Protein sequences can vary dramatically in length, with some exceeding thousands of amino acids. When processing these sequences with models like ESM (Evolutionary Scale Modeling), which have a fixed maximum context window (e.g., 1024 tokens), we must strategically segment extra-long sequences using a sliding window with overlapping to retain meaningful biological information.
- Model Constraints: Transformer-based models like ESM have a finite context length. Sequences longer than this limit must be split to fit.
- Preserving Local and Global Context: Overlapping segments help mitigate information loss at boundaries by ensuring adjacent segments share some sequence context, reducing edge artifacts.

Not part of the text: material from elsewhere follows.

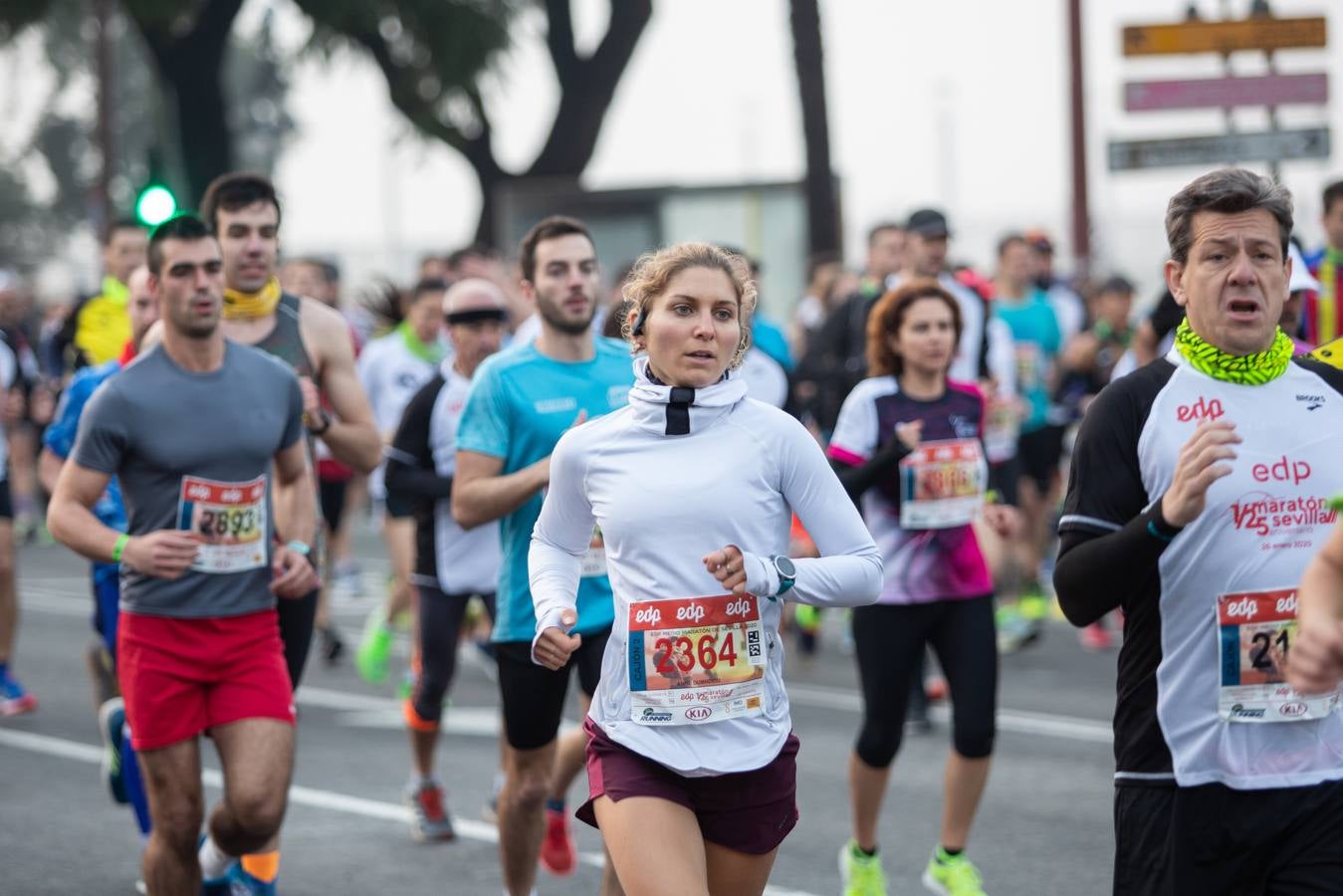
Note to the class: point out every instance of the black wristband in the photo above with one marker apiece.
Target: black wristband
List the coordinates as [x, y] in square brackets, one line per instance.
[1158, 527]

- Downstream Task Robustness: For tasks like structure prediction or function annotation, continuity between segments improves feature integration.
- Efficient Decoding in Multimodal Pipelines: When feeding protein embeddings into LLM-based decoders (e.g., for protein-text tasks), shorter, segmented inputs prevent excessively long prompts that would otherwise strain memory and computation.
- Split the sequence into chunks where each new segment starts stride_length = (segment_length − overlap) residues ahead.
- Critical Rule: For any sequence longer than segment_length, the last segment must preserve the final segment_length tokens to avoid truncation.
- Example: A 1200-residue sequence with segment_length=1000 and overlap=200 yields segments [1–1000] and [201–1200] (not [801–1200]). This ensures full coverage of the C-terminus.
- Every segment will be encoded independently with ESM encoder.
- During the training process of the model, each segment will be considered an a standalone protein sequence and projected to the complete annotation of the original sequence.
- During inference on given proteins, each segment will be processed then passed to LLM decoder for text generation independently, then all the generated text will be gathered then fusioned with another pretrained LLM.
By using overlapping segmentation, we balance computational feasibility with biological fidelity, enabling ESM to handle ultra-long sequences effectively for multimodal analysis.